Mangia, che l’anno scorso guidava la Primavera del Varese, era subentrato a fine agosto al già esonerato Stefano Pioli, rispedito a casa dopo l’eliminazione in Europa League. Al giovane allenatore milanese succederà, sulla panchina più scomoda d’Italia, Bortolo Mutti, che guidò il Palermo già nella stagione 2001/2002 e che l’anno scorso subentrò a Ventura al Bari, non riuscendo comunque ad evitare la retrocessione dei pugliesi.

Tutto ciò non deve distogliere l’attenzione da quello che è il vero problema del Palermo: il suo presidente. “Avevo paura della Serie B” dice Zamparini per giustificare l’allontanamento di Mangia, anche se parlare di rischio retrocessione a 23 giornate dalla fine pare davvero ridicolo. Il vero problema è che Zamparini si dimentica che ogni estate, soprattutto quest’ultima, nel mercato distrugge la squadra e cerca di formarne una nuova. Tra giugno e luglio sono andati via da Palermo Bovo, Nocerino e soprattutto Pastore, sostituiti da Cetto, il rientrante Bertolo e Zahavi, non proprio la stessa cosa.

Curioso il fatto che Mangia sia il terzo allenatore che viene mandato via dopo un derby contro il Catania; lo stesso destino era già stato riservato a Zenga e Cosmi, che guidò la squadra nella scorsa primavera per un mese, dall’esonero di Delio Rossi al ritorno dello stesso Delio Rossi.

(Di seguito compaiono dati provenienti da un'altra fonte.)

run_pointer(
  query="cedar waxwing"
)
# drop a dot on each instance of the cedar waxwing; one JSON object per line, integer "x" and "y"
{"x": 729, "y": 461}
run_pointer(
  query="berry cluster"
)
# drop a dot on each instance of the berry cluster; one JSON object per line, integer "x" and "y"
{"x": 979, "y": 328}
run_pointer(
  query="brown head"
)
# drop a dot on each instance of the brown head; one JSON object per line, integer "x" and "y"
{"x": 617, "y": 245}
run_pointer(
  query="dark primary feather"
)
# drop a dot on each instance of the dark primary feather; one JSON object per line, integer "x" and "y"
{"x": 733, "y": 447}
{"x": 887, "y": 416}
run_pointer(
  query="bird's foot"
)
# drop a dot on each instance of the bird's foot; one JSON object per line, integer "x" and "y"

Mangia, dal canto suo, ammette che “l’esonero fa male, ma in questo momento mi sento di ringraziare il presidente per l’occasione concessami, i tifosi e questa città, di cui è facile innamorarsi. Nei prossimi giorni dirò la mia opinione effettiva su questa vicenda, adesso voglio solo ringraziare tutti”.

Devis Mangia ha dimostrato, in questi cinque mesi, di essere un ottimo allenatore, esattamente come Mutti, Glerean, Arrigoni, Sonetti, Baldini, Guidolin, Delneri, Papadopulo, Colantuono, Ballardini, Zenga, Rossi, Cosmi e Pioli; sono queste tutte le vittime di Zamparini a Palermo, molti di questi cacciati e richiamati due o tre volte. Palermo è una grande piazza, con degli straordinari tifosi e una rosa che ogni anno può fare cose importanti, ma è chiaro che nessun allenatore può svolgere in maniera serena il suo lavoro con il presidente che, come una spada di Damocle, pende sulla propria testa.

Quando il presidente Zamparini capirà che non sono gli allenatori che non funzionano, ma lui, sarà sempre troppo tardi.